A Rare Presentation of Cutaneous Pseudolymphoma as a Preleukaemic State
- *Corresponding Author:
- Muthu Sivaramakrishnan
Department of Dermatology
Ninewells Hospital and Medical School
Dundee, DD19SY, UK
E-mail: [email protected]
Received date Jul 30, 2013; Accepted date October 01, 2013; Published date October 03, 2013
Citation: Sivaramakrishnan M, Kerr R, Evans A, Affleck A (2013) A Rare Presentation of Cutaneous Pseudolymphoma as a Preleukaemic State. J Leuk (Los Angel) 1:122. doi: 10.4172/2329-6917.1000122
Copyright: © 2013 Sivaramakrishnan M, et al. This is an open-access article distributed under the terms of the Creative Commons Attribution License, which permits unrestricted use, distribution, and reproduction in any medium, provided the original author and source are credited.

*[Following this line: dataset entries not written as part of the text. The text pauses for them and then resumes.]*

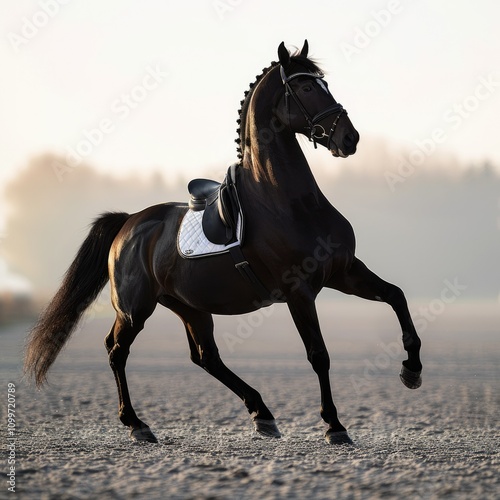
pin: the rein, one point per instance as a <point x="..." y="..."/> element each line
<point x="317" y="131"/>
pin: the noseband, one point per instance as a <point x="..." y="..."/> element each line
<point x="316" y="131"/>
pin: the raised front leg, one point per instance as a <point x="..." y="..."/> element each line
<point x="303" y="311"/>
<point x="360" y="281"/>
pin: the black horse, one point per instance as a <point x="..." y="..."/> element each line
<point x="288" y="222"/>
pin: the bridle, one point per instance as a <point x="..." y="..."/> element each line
<point x="316" y="131"/>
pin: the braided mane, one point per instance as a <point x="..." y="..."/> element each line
<point x="298" y="63"/>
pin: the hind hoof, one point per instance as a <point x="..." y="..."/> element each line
<point x="338" y="437"/>
<point x="143" y="435"/>
<point x="412" y="380"/>
<point x="267" y="428"/>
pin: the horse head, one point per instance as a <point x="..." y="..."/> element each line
<point x="308" y="107"/>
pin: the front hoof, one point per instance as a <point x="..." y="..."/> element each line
<point x="338" y="437"/>
<point x="143" y="434"/>
<point x="412" y="380"/>
<point x="267" y="428"/>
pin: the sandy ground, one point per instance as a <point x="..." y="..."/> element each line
<point x="440" y="441"/>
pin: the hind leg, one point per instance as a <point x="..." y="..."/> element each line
<point x="204" y="353"/>
<point x="360" y="281"/>
<point x="118" y="343"/>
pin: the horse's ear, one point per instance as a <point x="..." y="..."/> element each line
<point x="305" y="49"/>
<point x="284" y="55"/>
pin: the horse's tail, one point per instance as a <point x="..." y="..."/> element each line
<point x="82" y="283"/>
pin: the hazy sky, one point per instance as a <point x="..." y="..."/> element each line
<point x="133" y="87"/>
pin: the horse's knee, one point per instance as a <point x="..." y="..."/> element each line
<point x="395" y="296"/>
<point x="195" y="358"/>
<point x="118" y="355"/>
<point x="210" y="362"/>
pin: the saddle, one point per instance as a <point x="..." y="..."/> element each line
<point x="221" y="206"/>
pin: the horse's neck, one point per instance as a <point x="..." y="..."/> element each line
<point x="279" y="171"/>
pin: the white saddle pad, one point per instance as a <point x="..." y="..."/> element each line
<point x="192" y="242"/>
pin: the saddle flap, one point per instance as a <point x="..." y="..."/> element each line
<point x="213" y="227"/>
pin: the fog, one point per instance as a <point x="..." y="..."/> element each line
<point x="434" y="225"/>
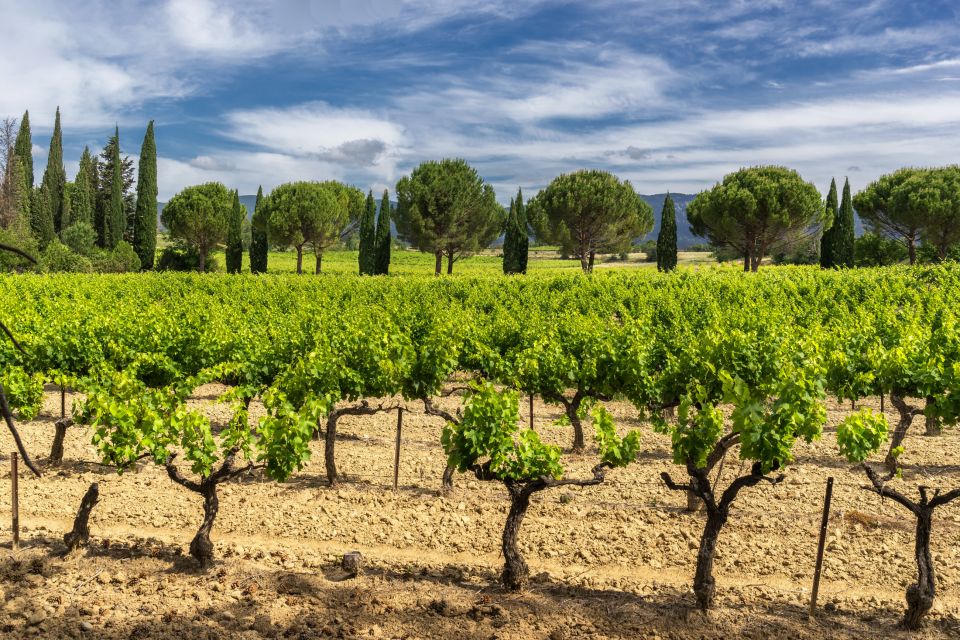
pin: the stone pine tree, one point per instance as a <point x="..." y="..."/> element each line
<point x="145" y="218"/>
<point x="55" y="177"/>
<point x="258" y="237"/>
<point x="117" y="217"/>
<point x="234" y="253"/>
<point x="828" y="242"/>
<point x="843" y="249"/>
<point x="383" y="238"/>
<point x="667" y="238"/>
<point x="368" y="254"/>
<point x="23" y="150"/>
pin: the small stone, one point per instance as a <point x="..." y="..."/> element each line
<point x="352" y="563"/>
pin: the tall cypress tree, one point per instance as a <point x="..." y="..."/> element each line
<point x="258" y="237"/>
<point x="234" y="257"/>
<point x="84" y="190"/>
<point x="368" y="240"/>
<point x="55" y="176"/>
<point x="844" y="239"/>
<point x="522" y="240"/>
<point x="23" y="150"/>
<point x="828" y="244"/>
<point x="383" y="238"/>
<point x="117" y="217"/>
<point x="145" y="218"/>
<point x="667" y="238"/>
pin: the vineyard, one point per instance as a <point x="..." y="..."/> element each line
<point x="574" y="453"/>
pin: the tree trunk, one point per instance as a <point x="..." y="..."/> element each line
<point x="572" y="407"/>
<point x="329" y="448"/>
<point x="704" y="585"/>
<point x="56" y="450"/>
<point x="446" y="485"/>
<point x="933" y="425"/>
<point x="201" y="548"/>
<point x="515" y="571"/>
<point x="920" y="594"/>
<point x="906" y="419"/>
<point x="80" y="535"/>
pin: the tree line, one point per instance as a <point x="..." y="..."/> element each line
<point x="445" y="208"/>
<point x="103" y="220"/>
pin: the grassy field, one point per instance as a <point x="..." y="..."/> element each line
<point x="414" y="262"/>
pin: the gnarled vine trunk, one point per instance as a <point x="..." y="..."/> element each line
<point x="201" y="548"/>
<point x="515" y="573"/>
<point x="920" y="595"/>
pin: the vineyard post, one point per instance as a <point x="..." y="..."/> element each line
<point x="15" y="500"/>
<point x="396" y="456"/>
<point x="823" y="539"/>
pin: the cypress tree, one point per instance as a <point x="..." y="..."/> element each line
<point x="234" y="257"/>
<point x="844" y="239"/>
<point x="84" y="190"/>
<point x="522" y="240"/>
<point x="145" y="217"/>
<point x="509" y="241"/>
<point x="55" y="176"/>
<point x="828" y="244"/>
<point x="41" y="223"/>
<point x="23" y="150"/>
<point x="117" y="217"/>
<point x="368" y="248"/>
<point x="667" y="238"/>
<point x="383" y="239"/>
<point x="258" y="237"/>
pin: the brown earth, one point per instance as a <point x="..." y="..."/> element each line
<point x="614" y="561"/>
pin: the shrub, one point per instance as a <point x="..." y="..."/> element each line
<point x="58" y="257"/>
<point x="81" y="238"/>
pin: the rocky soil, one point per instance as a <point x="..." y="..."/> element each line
<point x="614" y="561"/>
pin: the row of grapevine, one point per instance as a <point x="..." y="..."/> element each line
<point x="745" y="363"/>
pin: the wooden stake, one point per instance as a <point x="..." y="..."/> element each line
<point x="823" y="541"/>
<point x="396" y="456"/>
<point x="15" y="500"/>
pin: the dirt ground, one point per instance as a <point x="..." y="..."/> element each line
<point x="613" y="561"/>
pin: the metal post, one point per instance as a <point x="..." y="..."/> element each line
<point x="823" y="540"/>
<point x="396" y="457"/>
<point x="15" y="500"/>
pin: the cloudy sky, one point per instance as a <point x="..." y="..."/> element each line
<point x="671" y="95"/>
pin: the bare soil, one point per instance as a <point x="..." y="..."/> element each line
<point x="614" y="561"/>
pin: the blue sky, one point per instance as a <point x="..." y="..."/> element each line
<point x="671" y="95"/>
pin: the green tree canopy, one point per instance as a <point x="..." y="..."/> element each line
<point x="199" y="215"/>
<point x="590" y="211"/>
<point x="445" y="208"/>
<point x="756" y="211"/>
<point x="912" y="204"/>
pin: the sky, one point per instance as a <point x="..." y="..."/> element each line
<point x="670" y="95"/>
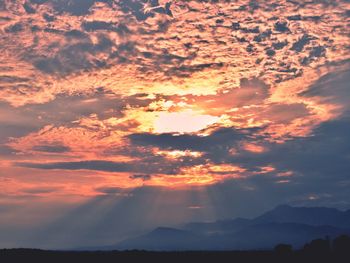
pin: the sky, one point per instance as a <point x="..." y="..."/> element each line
<point x="117" y="116"/>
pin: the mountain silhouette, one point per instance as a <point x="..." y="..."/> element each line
<point x="315" y="216"/>
<point x="284" y="224"/>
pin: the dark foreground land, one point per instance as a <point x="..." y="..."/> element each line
<point x="30" y="255"/>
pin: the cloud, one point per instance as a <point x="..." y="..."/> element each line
<point x="332" y="88"/>
<point x="40" y="190"/>
<point x="223" y="138"/>
<point x="54" y="148"/>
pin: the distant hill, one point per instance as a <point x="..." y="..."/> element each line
<point x="315" y="216"/>
<point x="284" y="224"/>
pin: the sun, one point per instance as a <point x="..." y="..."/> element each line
<point x="187" y="121"/>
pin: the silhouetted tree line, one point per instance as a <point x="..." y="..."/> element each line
<point x="340" y="245"/>
<point x="318" y="250"/>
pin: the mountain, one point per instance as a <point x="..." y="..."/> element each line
<point x="315" y="216"/>
<point x="163" y="238"/>
<point x="284" y="224"/>
<point x="217" y="227"/>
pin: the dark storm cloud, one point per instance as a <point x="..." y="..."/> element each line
<point x="223" y="139"/>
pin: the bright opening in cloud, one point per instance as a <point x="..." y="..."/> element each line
<point x="182" y="122"/>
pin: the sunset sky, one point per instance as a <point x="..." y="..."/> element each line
<point x="120" y="115"/>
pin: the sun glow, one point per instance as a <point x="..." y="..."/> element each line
<point x="182" y="122"/>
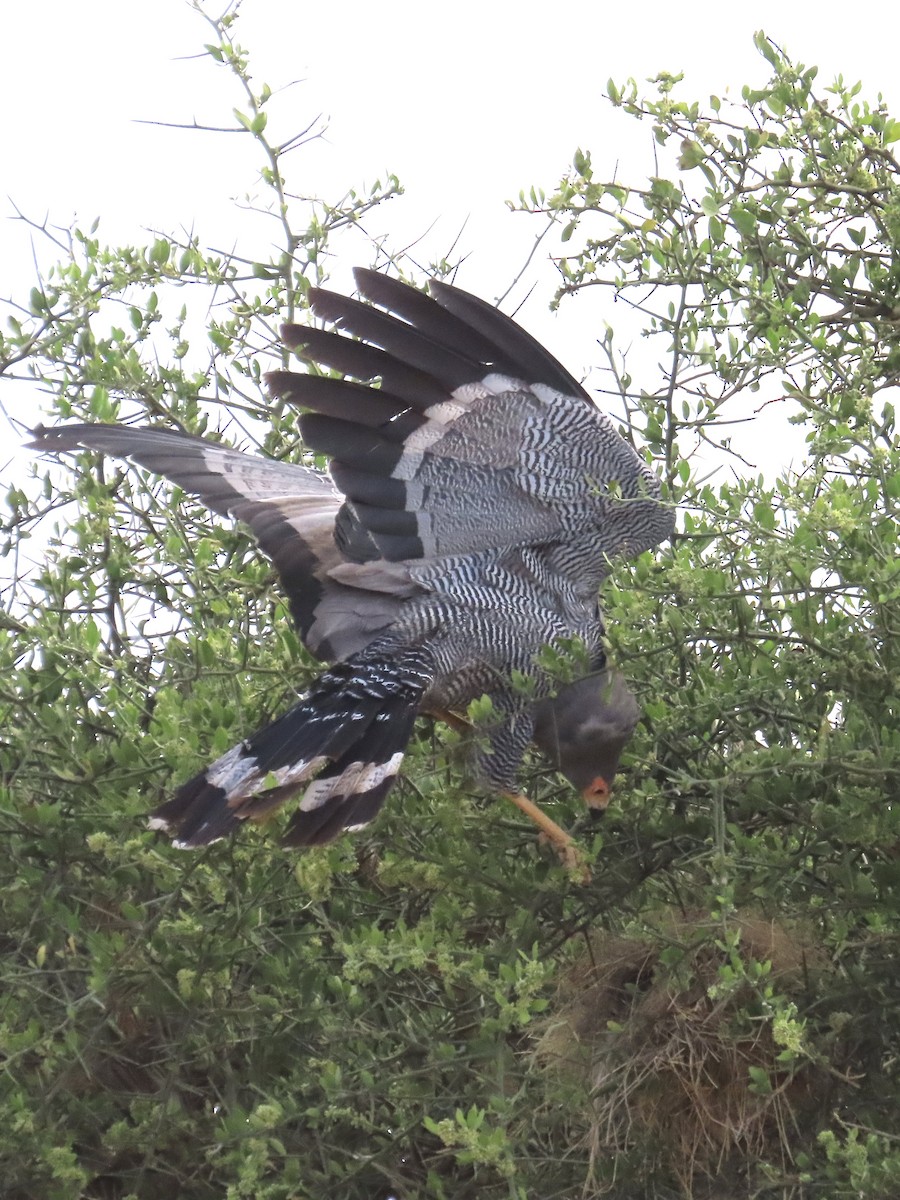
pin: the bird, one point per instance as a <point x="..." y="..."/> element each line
<point x="475" y="499"/>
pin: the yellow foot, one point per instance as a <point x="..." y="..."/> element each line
<point x="564" y="845"/>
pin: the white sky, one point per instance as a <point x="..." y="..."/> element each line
<point x="467" y="103"/>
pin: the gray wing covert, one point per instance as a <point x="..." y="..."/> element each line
<point x="477" y="438"/>
<point x="289" y="509"/>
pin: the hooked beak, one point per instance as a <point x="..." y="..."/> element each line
<point x="597" y="796"/>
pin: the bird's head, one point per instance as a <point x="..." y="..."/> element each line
<point x="583" y="730"/>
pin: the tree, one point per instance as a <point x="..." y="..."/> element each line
<point x="435" y="1008"/>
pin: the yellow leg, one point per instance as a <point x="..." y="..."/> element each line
<point x="562" y="841"/>
<point x="559" y="839"/>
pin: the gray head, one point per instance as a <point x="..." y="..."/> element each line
<point x="583" y="730"/>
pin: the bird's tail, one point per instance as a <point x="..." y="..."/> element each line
<point x="343" y="744"/>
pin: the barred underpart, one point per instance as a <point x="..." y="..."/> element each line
<point x="474" y="503"/>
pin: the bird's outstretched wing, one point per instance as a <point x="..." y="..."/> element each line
<point x="477" y="438"/>
<point x="291" y="510"/>
<point x="475" y="499"/>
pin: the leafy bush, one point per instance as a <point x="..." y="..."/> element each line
<point x="385" y="1017"/>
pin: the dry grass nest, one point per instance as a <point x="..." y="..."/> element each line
<point x="676" y="1062"/>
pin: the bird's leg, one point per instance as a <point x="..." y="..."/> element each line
<point x="564" y="845"/>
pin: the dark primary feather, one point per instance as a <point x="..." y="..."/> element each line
<point x="475" y="502"/>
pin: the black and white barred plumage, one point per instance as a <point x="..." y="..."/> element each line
<point x="475" y="502"/>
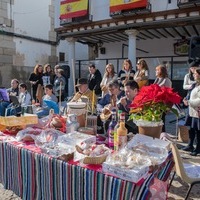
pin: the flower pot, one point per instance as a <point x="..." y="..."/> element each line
<point x="152" y="131"/>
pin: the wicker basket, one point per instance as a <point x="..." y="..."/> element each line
<point x="183" y="135"/>
<point x="92" y="160"/>
<point x="66" y="157"/>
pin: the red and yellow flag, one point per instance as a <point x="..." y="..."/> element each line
<point x="119" y="5"/>
<point x="73" y="8"/>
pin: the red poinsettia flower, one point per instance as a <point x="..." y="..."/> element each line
<point x="152" y="101"/>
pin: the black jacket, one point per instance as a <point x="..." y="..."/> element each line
<point x="94" y="81"/>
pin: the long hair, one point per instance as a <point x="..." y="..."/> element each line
<point x="129" y="62"/>
<point x="163" y="71"/>
<point x="45" y="68"/>
<point x="143" y="63"/>
<point x="112" y="70"/>
<point x="36" y="69"/>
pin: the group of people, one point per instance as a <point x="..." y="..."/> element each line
<point x="47" y="85"/>
<point x="117" y="91"/>
<point x="192" y="101"/>
<point x="104" y="93"/>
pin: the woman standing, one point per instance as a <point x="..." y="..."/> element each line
<point x="126" y="73"/>
<point x="163" y="81"/>
<point x="24" y="100"/>
<point x="162" y="77"/>
<point x="48" y="75"/>
<point x="59" y="85"/>
<point x="142" y="73"/>
<point x="189" y="78"/>
<point x="194" y="113"/>
<point x="36" y="82"/>
<point x="108" y="76"/>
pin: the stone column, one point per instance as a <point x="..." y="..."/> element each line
<point x="71" y="63"/>
<point x="132" y="45"/>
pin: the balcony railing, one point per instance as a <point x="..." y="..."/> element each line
<point x="187" y="3"/>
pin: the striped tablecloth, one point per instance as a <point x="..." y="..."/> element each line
<point x="34" y="176"/>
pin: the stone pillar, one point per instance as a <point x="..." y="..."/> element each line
<point x="71" y="63"/>
<point x="132" y="45"/>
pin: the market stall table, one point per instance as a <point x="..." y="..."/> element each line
<point x="33" y="175"/>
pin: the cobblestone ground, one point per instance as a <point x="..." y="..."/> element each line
<point x="7" y="194"/>
<point x="177" y="190"/>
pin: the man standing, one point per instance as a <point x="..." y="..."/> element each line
<point x="131" y="89"/>
<point x="94" y="79"/>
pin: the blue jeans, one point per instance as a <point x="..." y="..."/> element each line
<point x="3" y="106"/>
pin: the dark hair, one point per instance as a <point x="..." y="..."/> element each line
<point x="143" y="63"/>
<point x="49" y="86"/>
<point x="163" y="71"/>
<point x="112" y="70"/>
<point x="198" y="70"/>
<point x="114" y="83"/>
<point x="23" y="85"/>
<point x="36" y="69"/>
<point x="92" y="66"/>
<point x="45" y="67"/>
<point x="129" y="62"/>
<point x="15" y="81"/>
<point x="132" y="84"/>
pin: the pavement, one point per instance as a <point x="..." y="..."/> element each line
<point x="178" y="188"/>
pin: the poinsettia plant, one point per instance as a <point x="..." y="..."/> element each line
<point x="151" y="102"/>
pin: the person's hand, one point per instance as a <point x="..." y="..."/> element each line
<point x="123" y="101"/>
<point x="13" y="94"/>
<point x="125" y="81"/>
<point x="185" y="101"/>
<point x="138" y="79"/>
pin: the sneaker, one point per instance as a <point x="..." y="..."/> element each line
<point x="188" y="148"/>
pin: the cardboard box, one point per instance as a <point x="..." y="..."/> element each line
<point x="133" y="175"/>
<point x="149" y="141"/>
<point x="19" y="121"/>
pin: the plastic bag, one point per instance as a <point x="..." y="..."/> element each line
<point x="28" y="134"/>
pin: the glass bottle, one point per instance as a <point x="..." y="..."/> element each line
<point x="115" y="131"/>
<point x="122" y="131"/>
<point x="111" y="128"/>
<point x="71" y="124"/>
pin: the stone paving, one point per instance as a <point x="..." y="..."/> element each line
<point x="177" y="190"/>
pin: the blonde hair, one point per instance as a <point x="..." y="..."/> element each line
<point x="112" y="70"/>
<point x="129" y="62"/>
<point x="143" y="63"/>
<point x="36" y="68"/>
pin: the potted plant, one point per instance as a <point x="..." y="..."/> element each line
<point x="149" y="106"/>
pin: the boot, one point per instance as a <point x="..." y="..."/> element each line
<point x="190" y="146"/>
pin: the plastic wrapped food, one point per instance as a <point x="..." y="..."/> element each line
<point x="28" y="134"/>
<point x="47" y="138"/>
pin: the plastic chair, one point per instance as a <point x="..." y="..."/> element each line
<point x="181" y="172"/>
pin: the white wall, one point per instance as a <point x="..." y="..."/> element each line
<point x="32" y="18"/>
<point x="30" y="53"/>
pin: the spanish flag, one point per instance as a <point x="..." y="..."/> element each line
<point x="73" y="8"/>
<point x="119" y="5"/>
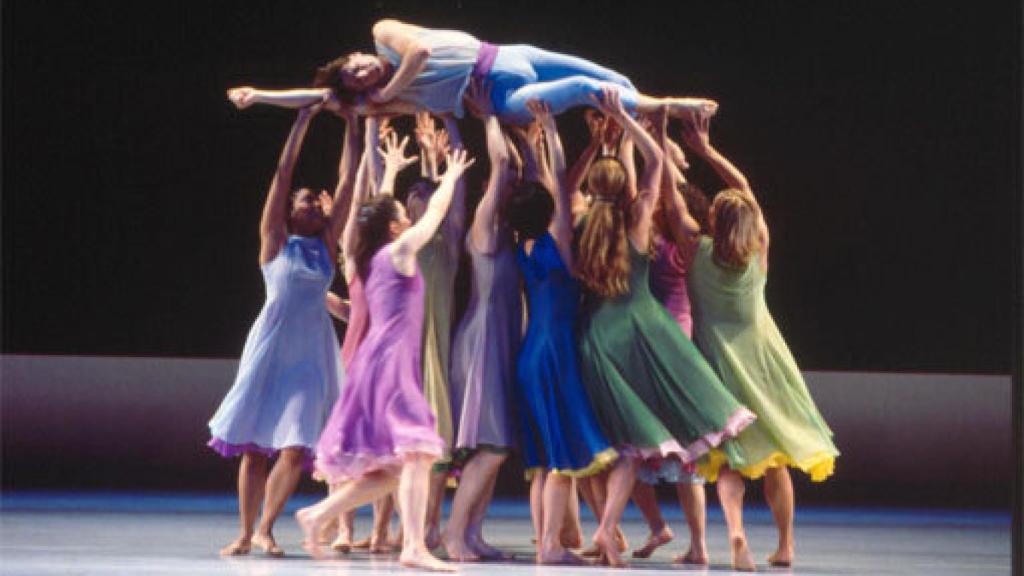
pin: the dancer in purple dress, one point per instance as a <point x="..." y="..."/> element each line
<point x="381" y="434"/>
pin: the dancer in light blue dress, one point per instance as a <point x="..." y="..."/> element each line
<point x="290" y="372"/>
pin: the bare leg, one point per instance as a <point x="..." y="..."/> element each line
<point x="348" y="496"/>
<point x="691" y="498"/>
<point x="778" y="493"/>
<point x="476" y="478"/>
<point x="537" y="503"/>
<point x="436" y="498"/>
<point x="550" y="549"/>
<point x="730" y="494"/>
<point x="280" y="486"/>
<point x="646" y="499"/>
<point x="252" y="480"/>
<point x="620" y="488"/>
<point x="414" y="488"/>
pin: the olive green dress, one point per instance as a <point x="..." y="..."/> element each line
<point x="733" y="328"/>
<point x="653" y="394"/>
<point x="438" y="262"/>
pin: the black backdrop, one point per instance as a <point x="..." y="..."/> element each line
<point x="883" y="138"/>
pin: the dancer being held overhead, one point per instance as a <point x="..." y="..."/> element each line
<point x="290" y="372"/>
<point x="736" y="332"/>
<point x="657" y="401"/>
<point x="418" y="68"/>
<point x="381" y="434"/>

A patient presented with progressive and unresponsive erythematous rash affecting his trunk and limbs over a period of 5 years. His systemic examination and extensive relevant investigations were normal throughout this period. Skin biopsies at different times showed features of annular erythema, cutaneous pseudolymphoma and sub-acute dermatitis. Five years after the initial presentation, he developed erythroderma, leonine facies, lymphadenopathy and peripheral lymphocytosis. CT chest and abdomen revealed generalised lymphadenopathy. Skin biopsy and immunophenotyping was suggestive of Sezary syndrome. However, peripheral blood smear examination was highly suggestive of T-cell prolymphocytic leukaemia (TPLL). Subsequent molecular genetic analysis was consistent with TPLL. To the best of our knowledge, there are no reports of cutaneous pseudolymphoma transforming to TPLL in the literature. The long indolent course of apparently benign skin disease before transforming into TPLL appears to be unique in our case. An analogy can be made with cutaneous T-Cell lymphoma both in terms of the difficulty in proving the diagnosis-needing multiple skin biopsies, and in the possible link between cutaneous and systemic disease. TPLL should be considered as a rare cause of erythroderma, which may clinically and histologically mimic Sezary syndrome.